Blunder Woman is my hero because she represents the brain’s possibilities, power and fragility. She’s a picture of the imperfect: difference-celebrating, vice-affirming and excuse-offering. She’s also a perfectionist cautionary tale – think, the dark, flawless Black Swan (film or ballet) – and an uncomfortable reminder that regardless of genius, talent or victory, some deficits, whether they’re seen as such or not, are permanent.

Superheroes appear when we need them, in narrative fiction and real life. Wonder Woman arrived at super speed to save the day with her lasso of truth in 1941 at the beginning of World War II, two decades after the 19th amendment enfranchised women – a conscious embodiment of traditional strength, wisdom and femininity. In 1999, humanity’s hacker messiah showed us we could be free, have faith and fight for love in the new technological millennium, in The Matrix. There’s a fictional hero for almost every social concern.

Fiction is art, but like science, entrepreneurship and activism, it’s part of the work we do to address the problems of our times. The struggle is to achieve, win and not to repeat battles. We raise heroes so that, one day, we’ll no longer need them.

Given trends in neuroscience, gene therapy and biotech, it’s not preposterous to imagine a more genetically homogenous population down the line. Neutralizing or removing genes and protein receptors linked to disease, borrowing traits and abilities from other species – perhaps even the cleansed, synthetic futures of sci fi nightmare – how far we are from these possibilities varies, but they’re all on the table.

We’ll continue to use technology to make humans healthier. This troubles me because historically unhealthy people (particularly neurologically unhealthy people) have done amazing things. Extraordinary mental faculties pair with severe mental and physical abnormalities. The frailties of our species (as it is today) contribute to a diverse population and a volatility that incites passion and inspires creation.

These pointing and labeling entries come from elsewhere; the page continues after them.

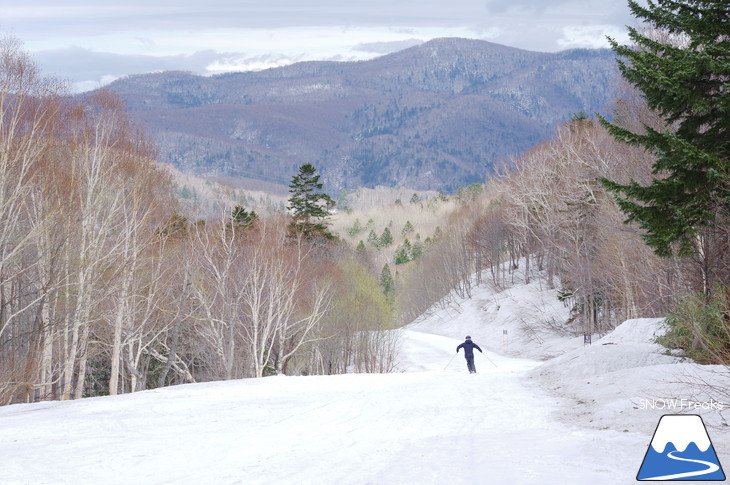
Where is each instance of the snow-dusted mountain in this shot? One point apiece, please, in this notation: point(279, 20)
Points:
point(435, 116)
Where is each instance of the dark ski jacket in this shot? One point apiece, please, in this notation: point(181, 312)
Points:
point(468, 347)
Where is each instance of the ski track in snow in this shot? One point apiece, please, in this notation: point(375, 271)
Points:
point(573, 421)
point(424, 425)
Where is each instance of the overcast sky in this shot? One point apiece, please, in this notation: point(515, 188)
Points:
point(92, 42)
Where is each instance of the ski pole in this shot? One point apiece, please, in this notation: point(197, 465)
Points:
point(452, 358)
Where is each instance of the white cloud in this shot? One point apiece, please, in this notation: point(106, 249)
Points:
point(593, 36)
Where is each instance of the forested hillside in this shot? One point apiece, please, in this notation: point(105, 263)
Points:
point(437, 116)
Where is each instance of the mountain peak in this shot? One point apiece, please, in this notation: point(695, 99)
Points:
point(434, 116)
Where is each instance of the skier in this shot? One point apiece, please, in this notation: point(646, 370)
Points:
point(469, 347)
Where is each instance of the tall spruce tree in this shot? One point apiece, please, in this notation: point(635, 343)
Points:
point(309, 205)
point(685, 78)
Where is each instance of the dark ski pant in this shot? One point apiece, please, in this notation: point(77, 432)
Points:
point(470, 363)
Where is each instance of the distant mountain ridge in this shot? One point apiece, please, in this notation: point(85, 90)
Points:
point(436, 116)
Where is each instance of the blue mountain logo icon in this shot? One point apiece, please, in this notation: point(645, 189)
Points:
point(681, 450)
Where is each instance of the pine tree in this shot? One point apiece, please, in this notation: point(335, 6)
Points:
point(373, 239)
point(241, 218)
point(686, 81)
point(407, 229)
point(386, 238)
point(310, 207)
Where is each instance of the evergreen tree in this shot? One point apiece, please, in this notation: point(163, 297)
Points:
point(309, 205)
point(373, 239)
point(686, 81)
point(386, 239)
point(407, 229)
point(241, 218)
point(404, 253)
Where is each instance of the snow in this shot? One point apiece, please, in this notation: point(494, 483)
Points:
point(543, 409)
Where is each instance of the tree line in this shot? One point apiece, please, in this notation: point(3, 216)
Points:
point(628, 217)
point(106, 288)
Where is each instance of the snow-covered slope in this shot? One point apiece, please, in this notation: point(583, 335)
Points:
point(572, 420)
point(521, 320)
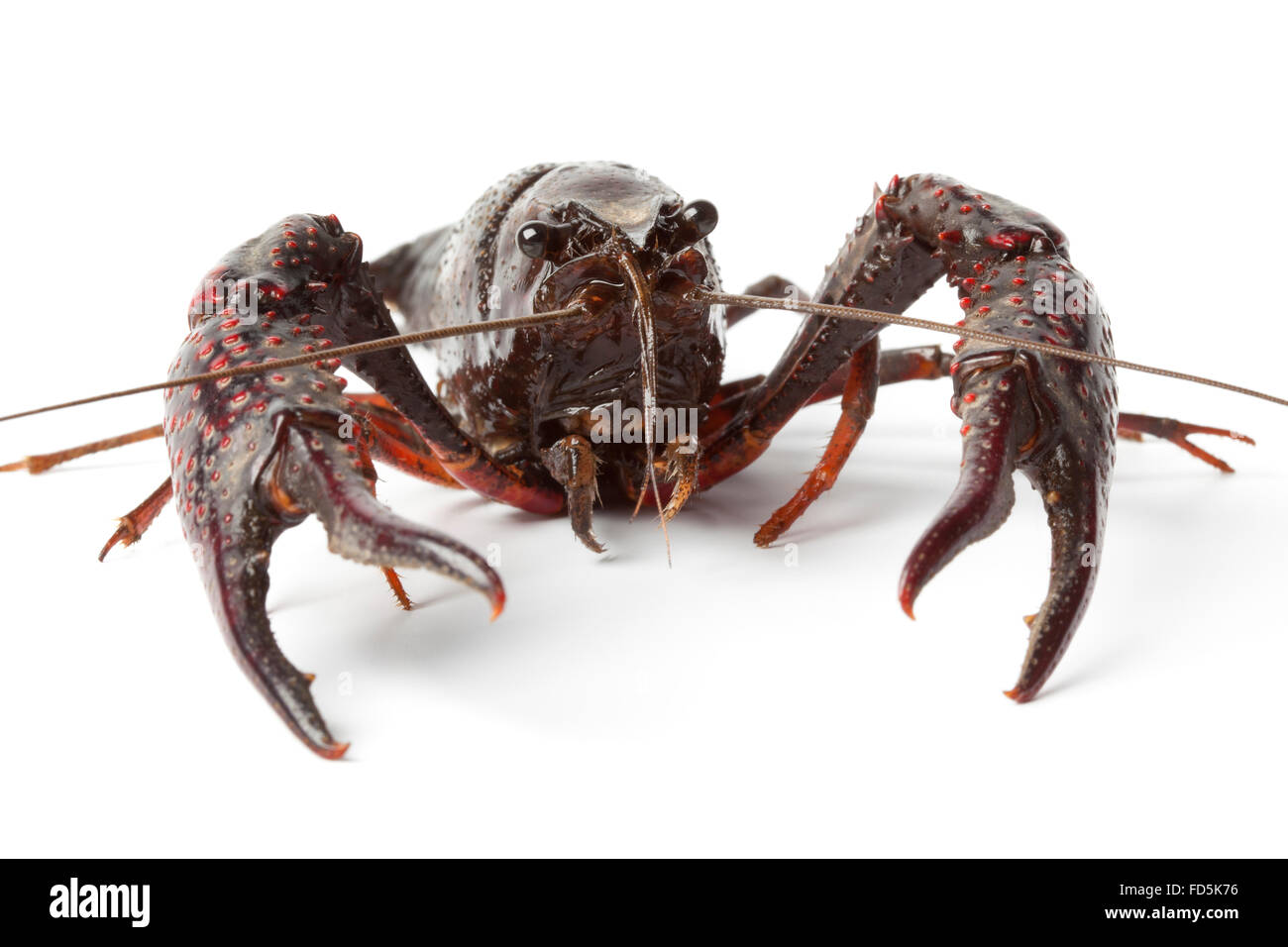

Reduced genetic variation and fitter populations will alter the trajectory of our world. It’s pointless to ask, with hands outstretched to a silent sky, if it’ll be an improved world. Better to be part of its creation. Exploration is inevitable. Don’t fear Gattaca. Genetic destiny is a partial truth.

But who are the heroes of the healthier, homogenous future? Certainly not Blunder Woman.

Heroes belong to the worlds they protect. Comic book stories continue decade after decade (1) because they’re entertaining adventure stories. Villains and circumstances are updated – sometimes completely re-written, as Wonder Woman recently was – and heroes rise and fall in popularity. I grew up with Kitty Pride, Martha Washington and Tank Girl. They also persist because (2) superheroes are as immortal as the human qualities they embody. With near religious explanatory suasion, they stand for: courage, loyalty, resilience …

Will these traits be as important in the future? Will we crave adventure when our brains interface directly with Wikipedia? After psychopharmacology births unimaginable, safe mind-expanding drugs? Will we need superheroes at all?

I don’t think we’ll see the end of them. At minimum, they’ll serve as reminders of who we were – the flavors of our cultural past. Pick your favorite. Not knowing what future heroes will be like is kind-of exciting. Whoever they are, I expect fans will feel the same fondness for them that I feel for Batman, Buffy, Blunder Woman and so many others.